Baru setelah mereka bercerai,katanya Rendi sering bertemu dan mengajak anak-anaknya liburan. Itu juga seringkali mengingkarinya. Mungkin namanya anak kandung yang punya ikatan batin sama papanya,mereka seringkali menanyakan papanya.
Padahal papanya tidak pernah memberinya kabar. Dia sudah menikah barangkali dan sudah bahagia,makanya melupakan Chila dan Chiko. Kasihan kedua anak itu,selalu di ledek teman-teman bermainnya.
Ibu kadang sedih jika Chiko pulang menangis karena di ledek temannya papanya tidak pernah datang. Anita berusaha tegar,tapi sebenarnya dia rapuh. Dia hanya mengalihkan rasa sakit hati dan sedihnya sengan menyibukkan diri dengan berdagang."ibu Yuni diam,dia terisak mengingat anaknya yang berusaha tegar mengurus dan menjaga kedua anaknya.

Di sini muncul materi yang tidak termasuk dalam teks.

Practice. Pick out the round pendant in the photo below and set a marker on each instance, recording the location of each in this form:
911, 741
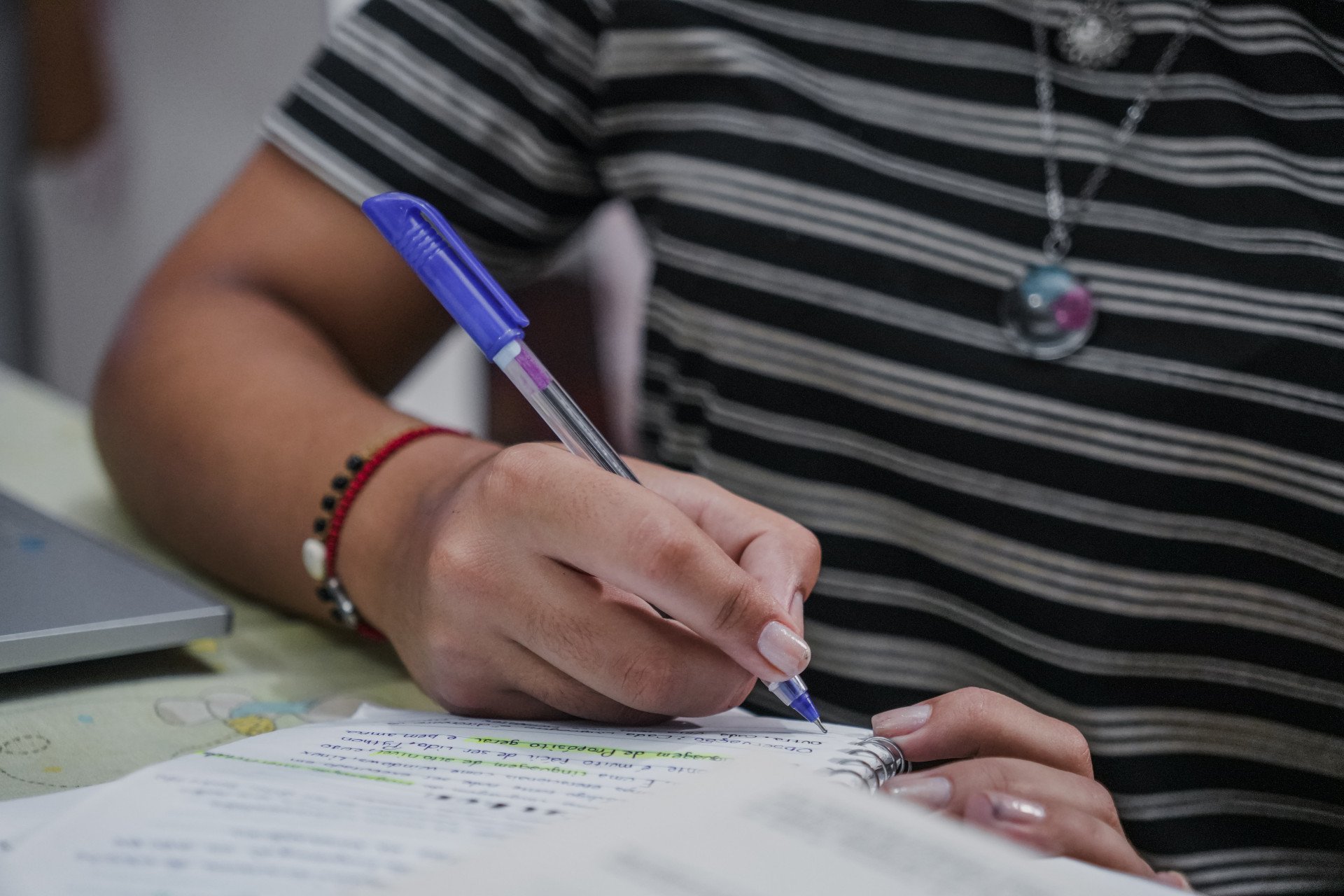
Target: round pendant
1097, 35
1049, 315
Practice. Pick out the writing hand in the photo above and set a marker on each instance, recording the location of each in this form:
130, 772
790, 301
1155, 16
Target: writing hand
527, 587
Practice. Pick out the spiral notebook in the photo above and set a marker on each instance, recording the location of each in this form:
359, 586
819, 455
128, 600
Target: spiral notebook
365, 801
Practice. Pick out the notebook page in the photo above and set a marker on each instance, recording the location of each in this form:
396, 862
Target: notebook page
762, 830
318, 808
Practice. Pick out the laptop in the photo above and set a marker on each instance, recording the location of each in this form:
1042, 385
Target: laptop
66, 597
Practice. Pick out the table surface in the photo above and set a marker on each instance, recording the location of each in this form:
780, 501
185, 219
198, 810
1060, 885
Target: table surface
92, 722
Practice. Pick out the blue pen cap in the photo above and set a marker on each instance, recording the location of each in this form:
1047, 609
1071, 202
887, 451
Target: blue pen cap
449, 269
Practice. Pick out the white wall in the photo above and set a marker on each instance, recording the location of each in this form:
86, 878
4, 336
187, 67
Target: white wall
188, 83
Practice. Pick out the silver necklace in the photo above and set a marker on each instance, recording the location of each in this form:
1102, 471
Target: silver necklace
1097, 35
1050, 314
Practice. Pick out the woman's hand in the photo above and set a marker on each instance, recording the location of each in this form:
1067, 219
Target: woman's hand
527, 586
1014, 771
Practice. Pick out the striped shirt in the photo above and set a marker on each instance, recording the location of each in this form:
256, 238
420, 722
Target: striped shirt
1145, 539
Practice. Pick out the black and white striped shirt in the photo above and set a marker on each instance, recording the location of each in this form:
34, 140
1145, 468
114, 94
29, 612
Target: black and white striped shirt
1145, 539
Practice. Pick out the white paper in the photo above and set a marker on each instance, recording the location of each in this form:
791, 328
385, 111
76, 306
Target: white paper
764, 830
319, 808
24, 816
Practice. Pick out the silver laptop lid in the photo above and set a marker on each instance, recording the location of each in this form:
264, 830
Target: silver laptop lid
66, 597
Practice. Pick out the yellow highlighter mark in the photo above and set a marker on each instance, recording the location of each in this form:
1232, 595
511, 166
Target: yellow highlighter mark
594, 751
526, 766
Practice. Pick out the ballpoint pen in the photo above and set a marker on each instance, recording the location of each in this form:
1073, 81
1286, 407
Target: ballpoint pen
480, 307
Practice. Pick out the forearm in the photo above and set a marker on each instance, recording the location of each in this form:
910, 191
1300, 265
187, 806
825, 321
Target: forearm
222, 414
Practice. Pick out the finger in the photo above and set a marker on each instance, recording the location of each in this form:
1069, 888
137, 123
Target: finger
780, 554
951, 788
1056, 830
615, 647
638, 540
565, 696
974, 722
482, 696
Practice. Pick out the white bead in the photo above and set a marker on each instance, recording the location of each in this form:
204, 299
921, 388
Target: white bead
315, 559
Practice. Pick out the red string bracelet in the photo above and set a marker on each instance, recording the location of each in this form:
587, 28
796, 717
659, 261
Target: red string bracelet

Arga yang mendengarkan cerita ibu Yuni jadi kasihan. Cerita rumah tangganya tidak jauh beda dengan Anita,di selingkuhi dan dia pergi dengan selingkuhannya,begitu pun Anita.
"Oh ya nak Arga,kata Anita nak Arga juga bercerai dengan istrinya?"tanya ibu Yuni.
"Iya bu,saya juga sama dengan Anita,bercerai karena di selingkuhi."jawab Arga.
Keduanya diam,memandang kembali anak-anak yang sedang asyik bermain air.
"Nak Arga,apakah ada niatan untuk mencari pemdamping lagi?"tanya ibu Yuni tiba-tiba.
"Eh,apa bu?"tanya Arga,dia tahu pertanyaannya namun karena dia melamun jadi menanyakan lagi pertanyaannya.
"Apa nak Arga ada niatan untuk mencari pendamping lagi?"tanya ibu Yuni lagi.
"Iya bu,ada. Tapi saya belum ada pandangan siapa yang nanti menjadi pendampingku nanti. Dia juga harus menerima Celine sebagai anaknya."
"Setiap laki-laki dan juga perempuan yang sudah tidak punya pasangan namun sudah punya anak,ya yang di cari pasti yang menerima anaknya,karena akan hidup selamanya."
"Iya bu,saya sedang mencari orang itu,yang menerima Celine dan pekerjaanku yang kadang padat sekali di kantor mengurusi orang yang mau di tolong."
"Iya,betul nak Arga."
Diam lagi keduanya.
"Bagiamana dengan Anita nak Arga?"
Kini Arga kaget,sejujurnya dia juga mau mendekati Anita tapi waktunya sangat tidak pas dengan keadaan. Apa dia akan datang di waktu malam saja ya?pikir Arga
__ADS_1
"Saya tidak tahu bu,apakah Anita mau dengan saya."kata Arga,tiba-tiba saja dia jadi rendah diri.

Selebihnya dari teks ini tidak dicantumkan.